The biggest pro with Swisher is that he has good power after hitting at least 21 homers in each of the last eight seasons. That also helps to show his durability, as he hasn't played in fewer than 131 games in a season during that time frame. Swisher is also a good guy to have in a clubhouse as he is well-liked by his teammates and is considered to be the type of player willing to do anything to help the team win.
The biggest negative with Swisher is what he is going to cost. He made $10 million last year with the Yankees, and with the weak free-agent market this winter he could be in line to see that money increase, even though he only hit .272 with 24 homers while playing his home games in Yankee Stadium.
Justin Upton has by far the most pros and the most cons of all the potential options that have some connection to the Braves this winter. The 25 year-old is a potential MVP candidate, but is coming off a very disappointing 2012 season.
The pros of adding him are obvious, as he was an All-Star at the age of 21 while he posted a .300 average and .899 OPS to go with 26 homers. He's a player capable of hitting .300 with 30+ homers and 20 steals annually, and comes at a very affordable rate for his talent. That means that Upton would help the team and potentially ticket sales as well.
Another thing that could make Upton attractive to Frank Wren is that he may get recharged by a trade to the Braves. The trade would give Upton a change of scenery and he'd get a chance to play with his older brother B.J. Those two factors could really help him reach his maximum potential.
The cons are that Upton would bring a level of risk.
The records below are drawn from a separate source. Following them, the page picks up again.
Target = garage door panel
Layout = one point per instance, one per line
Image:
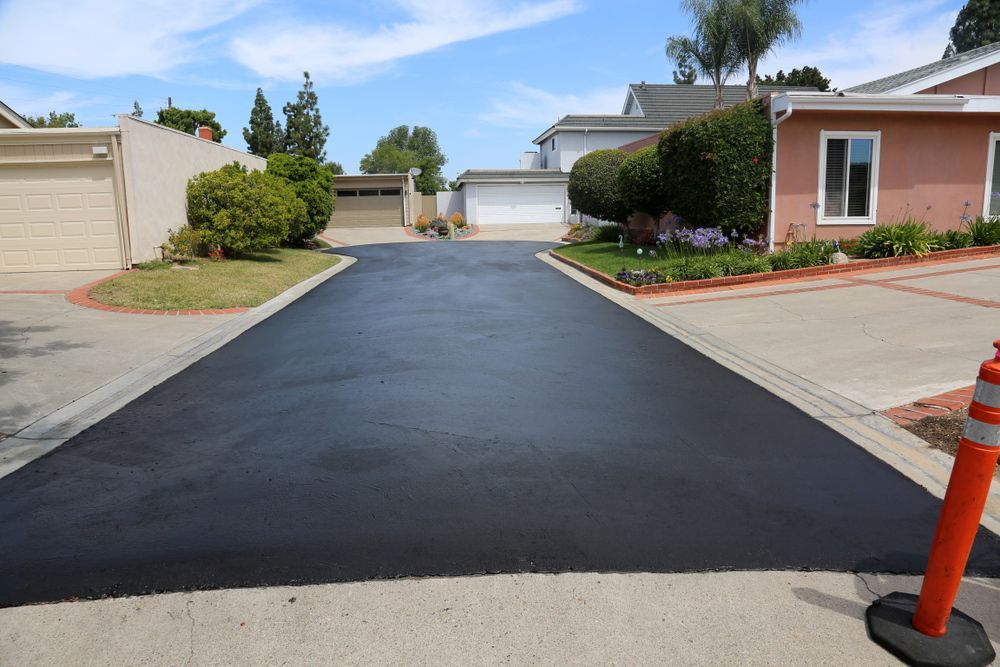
(521, 204)
(57, 218)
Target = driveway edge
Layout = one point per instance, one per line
(877, 435)
(52, 430)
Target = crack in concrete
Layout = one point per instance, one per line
(860, 578)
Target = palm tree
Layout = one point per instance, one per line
(760, 26)
(713, 47)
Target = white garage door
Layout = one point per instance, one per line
(54, 218)
(515, 204)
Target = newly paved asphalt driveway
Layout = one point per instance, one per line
(451, 409)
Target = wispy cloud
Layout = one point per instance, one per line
(349, 53)
(102, 38)
(525, 107)
(891, 37)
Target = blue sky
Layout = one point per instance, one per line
(487, 75)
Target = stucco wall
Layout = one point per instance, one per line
(450, 201)
(158, 162)
(985, 81)
(935, 160)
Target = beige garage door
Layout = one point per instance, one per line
(55, 218)
(368, 208)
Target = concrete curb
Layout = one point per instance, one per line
(50, 431)
(877, 435)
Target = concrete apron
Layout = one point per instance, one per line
(710, 618)
(879, 436)
(47, 433)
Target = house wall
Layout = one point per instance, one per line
(450, 201)
(981, 82)
(926, 160)
(572, 145)
(158, 162)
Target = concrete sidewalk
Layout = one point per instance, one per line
(746, 618)
(879, 339)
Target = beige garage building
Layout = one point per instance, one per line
(95, 198)
(375, 200)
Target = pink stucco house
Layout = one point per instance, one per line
(921, 142)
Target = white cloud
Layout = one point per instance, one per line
(102, 38)
(350, 53)
(889, 38)
(524, 106)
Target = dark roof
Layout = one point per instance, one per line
(671, 103)
(507, 174)
(892, 82)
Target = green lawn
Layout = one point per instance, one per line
(232, 283)
(608, 258)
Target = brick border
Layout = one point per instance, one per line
(829, 270)
(409, 232)
(933, 406)
(81, 297)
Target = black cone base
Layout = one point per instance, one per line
(965, 644)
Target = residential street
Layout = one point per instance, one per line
(451, 409)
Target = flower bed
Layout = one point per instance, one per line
(658, 289)
(433, 230)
The biggest risk is his production, as he has been up and down for the last four seasons. Upton had big seasons in both 2009 and 2011, but in the following years he saw a big drop in his numbers. The drop in 2012 came due to a thumb injury that bothered him all season, and there is a chance that could have some effect on Upton going forward.
In addition to costing a huge package of prospects and young big-league talent, Upton's salary is big enough to eat up the remainder of the team's payroll and limit the ability of the front office to go out and get someone at the deadline if necessary.